WICG / private-network-access

https://wicg.github.io/private-network-access/
Other
52 stars 21 forks source link

Timing attacks #41

Open jonathanKingston opened 3 years ago

jonathanKingston commented 3 years ago

Even if #21 is removed, I think the website may be able to deduce when it's served 'locally' through ssh tunnel, fiddler etc.

A public website served locally could:

As part of the non-normative text, it may be worth mentioning that user agents should allow the user to override this protection. (potentially linking to the feature being added to WebDriver to be exposed as user flags / prefs etc)

jschuh commented 3 years ago

Even if #21 is removed, I think the website may be able to deduce when it's served 'locally' through ssh tunnel, fiddler etc.

I may be missing something, but it doesn't seem like the proposal introduces any unique risk regarding locally configured proxies (what you refer to as being "served 'locally'"). That is, an attacker may still be able to leak some network information due to errors/discrepancies in the handling of different protocols/hosts (e.g. inconsistent DNS/HTTP[S] handling, PAC rule differences, timing differentials, etc.).

That's not to dismiss these risks. I'm just not understanding how the risks could be exacerbated by the partitioning of private and public hosts. Rather, it seems clear that the potential for such leakage would be dramatically reduced by this partitioning.

As part of the non-normative text, it may be worth mentioning that user agents should allow the user to override this protection. (potentially linking to the feature being added to WebDriver to be exposed as user flags / prefs etc)

That's a good point.

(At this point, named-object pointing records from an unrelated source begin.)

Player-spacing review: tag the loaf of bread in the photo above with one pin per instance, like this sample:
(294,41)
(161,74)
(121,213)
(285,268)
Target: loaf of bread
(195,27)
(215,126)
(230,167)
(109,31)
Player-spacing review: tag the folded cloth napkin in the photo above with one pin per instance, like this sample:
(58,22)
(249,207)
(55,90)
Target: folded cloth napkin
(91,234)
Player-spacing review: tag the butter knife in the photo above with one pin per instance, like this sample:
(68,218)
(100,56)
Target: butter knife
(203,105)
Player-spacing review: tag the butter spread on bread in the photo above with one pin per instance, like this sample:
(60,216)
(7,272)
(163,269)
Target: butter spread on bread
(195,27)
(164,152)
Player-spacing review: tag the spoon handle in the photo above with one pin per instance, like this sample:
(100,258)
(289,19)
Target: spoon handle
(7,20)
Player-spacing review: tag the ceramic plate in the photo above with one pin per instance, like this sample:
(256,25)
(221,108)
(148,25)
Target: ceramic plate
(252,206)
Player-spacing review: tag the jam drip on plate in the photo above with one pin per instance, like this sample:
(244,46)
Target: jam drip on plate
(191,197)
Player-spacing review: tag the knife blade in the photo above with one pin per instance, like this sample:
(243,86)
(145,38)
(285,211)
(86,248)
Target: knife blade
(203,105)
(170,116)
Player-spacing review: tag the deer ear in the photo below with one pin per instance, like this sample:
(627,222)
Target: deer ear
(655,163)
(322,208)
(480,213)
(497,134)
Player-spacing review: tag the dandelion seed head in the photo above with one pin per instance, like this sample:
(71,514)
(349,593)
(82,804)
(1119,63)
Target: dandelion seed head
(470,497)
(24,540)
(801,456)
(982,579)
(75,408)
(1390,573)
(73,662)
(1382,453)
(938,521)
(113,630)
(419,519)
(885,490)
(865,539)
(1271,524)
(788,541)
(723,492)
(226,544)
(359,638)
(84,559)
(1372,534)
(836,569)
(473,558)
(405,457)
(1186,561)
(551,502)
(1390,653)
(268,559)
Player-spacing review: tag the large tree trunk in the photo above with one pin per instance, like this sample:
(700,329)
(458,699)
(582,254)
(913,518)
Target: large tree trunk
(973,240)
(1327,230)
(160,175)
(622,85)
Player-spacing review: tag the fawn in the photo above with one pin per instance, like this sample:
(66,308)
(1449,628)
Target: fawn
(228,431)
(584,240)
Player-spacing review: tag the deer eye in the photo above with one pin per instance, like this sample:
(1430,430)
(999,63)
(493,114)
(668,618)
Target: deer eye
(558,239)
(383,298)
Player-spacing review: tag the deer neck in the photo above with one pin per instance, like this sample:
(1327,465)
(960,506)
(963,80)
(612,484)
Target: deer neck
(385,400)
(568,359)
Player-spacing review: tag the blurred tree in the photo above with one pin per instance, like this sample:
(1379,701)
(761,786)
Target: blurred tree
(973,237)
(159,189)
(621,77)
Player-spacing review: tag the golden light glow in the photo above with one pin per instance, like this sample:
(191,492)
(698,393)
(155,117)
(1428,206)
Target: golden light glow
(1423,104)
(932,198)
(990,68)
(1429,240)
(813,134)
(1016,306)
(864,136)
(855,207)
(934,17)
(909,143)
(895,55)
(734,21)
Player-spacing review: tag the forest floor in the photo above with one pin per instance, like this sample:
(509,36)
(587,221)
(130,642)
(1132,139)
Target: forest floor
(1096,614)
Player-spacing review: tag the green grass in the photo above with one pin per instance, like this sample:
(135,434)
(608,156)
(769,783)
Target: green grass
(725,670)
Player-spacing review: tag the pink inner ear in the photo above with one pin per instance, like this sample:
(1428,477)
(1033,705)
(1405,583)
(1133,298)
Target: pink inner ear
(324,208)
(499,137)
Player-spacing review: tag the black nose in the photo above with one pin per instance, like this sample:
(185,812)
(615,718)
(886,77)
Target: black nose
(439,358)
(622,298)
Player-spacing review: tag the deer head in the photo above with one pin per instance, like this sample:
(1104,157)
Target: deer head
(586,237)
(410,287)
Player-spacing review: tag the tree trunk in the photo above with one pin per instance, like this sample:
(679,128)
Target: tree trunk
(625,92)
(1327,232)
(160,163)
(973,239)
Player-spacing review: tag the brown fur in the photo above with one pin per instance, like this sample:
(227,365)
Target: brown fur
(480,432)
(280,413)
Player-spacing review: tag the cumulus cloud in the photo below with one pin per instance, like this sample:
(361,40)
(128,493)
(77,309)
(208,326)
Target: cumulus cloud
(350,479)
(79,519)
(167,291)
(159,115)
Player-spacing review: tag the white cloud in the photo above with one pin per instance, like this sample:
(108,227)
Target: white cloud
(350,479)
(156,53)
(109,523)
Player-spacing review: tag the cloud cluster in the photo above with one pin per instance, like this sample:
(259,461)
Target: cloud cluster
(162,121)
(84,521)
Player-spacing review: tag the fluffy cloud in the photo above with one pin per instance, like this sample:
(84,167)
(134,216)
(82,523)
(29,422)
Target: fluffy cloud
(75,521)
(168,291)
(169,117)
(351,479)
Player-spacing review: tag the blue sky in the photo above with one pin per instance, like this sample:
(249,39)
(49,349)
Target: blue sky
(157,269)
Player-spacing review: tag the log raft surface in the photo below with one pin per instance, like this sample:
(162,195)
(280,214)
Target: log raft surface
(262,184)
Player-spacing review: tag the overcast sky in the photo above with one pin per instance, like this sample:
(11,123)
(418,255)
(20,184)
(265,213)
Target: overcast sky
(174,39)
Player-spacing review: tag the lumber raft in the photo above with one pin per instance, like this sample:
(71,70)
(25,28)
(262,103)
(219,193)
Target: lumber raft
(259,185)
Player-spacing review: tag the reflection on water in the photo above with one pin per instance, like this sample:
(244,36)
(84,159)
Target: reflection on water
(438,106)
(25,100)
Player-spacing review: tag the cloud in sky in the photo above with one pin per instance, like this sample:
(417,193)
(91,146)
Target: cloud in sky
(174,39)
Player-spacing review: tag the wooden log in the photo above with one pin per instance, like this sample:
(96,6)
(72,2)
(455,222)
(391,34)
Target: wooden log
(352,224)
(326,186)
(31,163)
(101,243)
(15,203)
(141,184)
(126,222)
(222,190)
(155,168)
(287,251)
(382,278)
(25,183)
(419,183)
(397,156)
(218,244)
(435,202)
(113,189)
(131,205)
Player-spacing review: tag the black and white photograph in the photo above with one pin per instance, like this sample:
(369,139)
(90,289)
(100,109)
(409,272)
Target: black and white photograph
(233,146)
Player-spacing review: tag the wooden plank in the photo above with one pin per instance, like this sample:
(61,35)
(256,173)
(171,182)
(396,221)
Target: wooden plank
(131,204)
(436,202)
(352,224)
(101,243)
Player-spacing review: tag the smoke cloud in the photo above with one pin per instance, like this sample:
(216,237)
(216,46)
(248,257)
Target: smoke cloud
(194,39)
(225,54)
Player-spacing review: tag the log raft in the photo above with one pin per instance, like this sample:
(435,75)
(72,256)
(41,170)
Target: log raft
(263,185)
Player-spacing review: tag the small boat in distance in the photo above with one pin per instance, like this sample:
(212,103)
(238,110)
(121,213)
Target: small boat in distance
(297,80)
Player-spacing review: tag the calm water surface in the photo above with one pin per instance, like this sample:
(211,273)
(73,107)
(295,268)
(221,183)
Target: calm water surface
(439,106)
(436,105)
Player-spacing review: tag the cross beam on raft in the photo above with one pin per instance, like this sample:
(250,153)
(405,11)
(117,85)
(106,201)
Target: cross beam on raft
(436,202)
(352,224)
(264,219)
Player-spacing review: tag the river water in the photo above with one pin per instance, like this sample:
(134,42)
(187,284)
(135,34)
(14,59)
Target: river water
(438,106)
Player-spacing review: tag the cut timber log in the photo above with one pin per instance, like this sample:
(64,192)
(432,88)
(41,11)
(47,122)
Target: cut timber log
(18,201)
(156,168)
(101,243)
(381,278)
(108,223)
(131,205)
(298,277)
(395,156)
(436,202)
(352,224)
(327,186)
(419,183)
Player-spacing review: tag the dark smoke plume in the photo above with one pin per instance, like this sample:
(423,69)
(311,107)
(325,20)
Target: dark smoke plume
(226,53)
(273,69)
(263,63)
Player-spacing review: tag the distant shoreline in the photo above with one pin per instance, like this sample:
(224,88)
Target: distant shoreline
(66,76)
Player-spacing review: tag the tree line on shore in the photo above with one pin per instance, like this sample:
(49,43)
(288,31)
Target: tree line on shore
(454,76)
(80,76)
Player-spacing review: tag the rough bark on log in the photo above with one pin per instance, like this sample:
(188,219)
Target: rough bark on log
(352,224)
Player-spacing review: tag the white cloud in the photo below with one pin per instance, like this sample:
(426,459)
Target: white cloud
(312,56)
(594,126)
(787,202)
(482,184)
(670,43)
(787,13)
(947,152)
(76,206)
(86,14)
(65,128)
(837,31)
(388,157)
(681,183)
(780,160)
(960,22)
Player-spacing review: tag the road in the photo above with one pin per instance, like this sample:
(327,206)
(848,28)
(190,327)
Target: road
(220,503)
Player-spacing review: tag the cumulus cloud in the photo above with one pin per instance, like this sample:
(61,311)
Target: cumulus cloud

In addition to development and testing needs, managed enterprises will also have need of client policies for selectively controlling how this protection is applied to legacy systems that (at least initially) won't be able to support the necessary CORS logic.

Seems like it's worth providing some non-normative text highlighting UA freedom to implement alternative configuration mechanisms for exactly these kinds of scenarios.

jonathanKingston commented 3 years ago

I may be missing something, but it doesn't seem like the proposal introduces any unique risk regarding locally configured proxies (what you refer to as being "served 'locally'"). That is, an attacker may still be able to leak some network information due to errors/discrepancies in the handling of different protocols/hosts (e.g. inconsistent DNS/HTTP[S] handling, PAC rule differences, timing differentials, etc.).

That's not to dismiss these risks. I'm just not understanding how the risks could be exacerbated by the partitioning of private and public hosts. Rather, it seems clear that the potential for such leakage would be dramatically reduced by this partitioning.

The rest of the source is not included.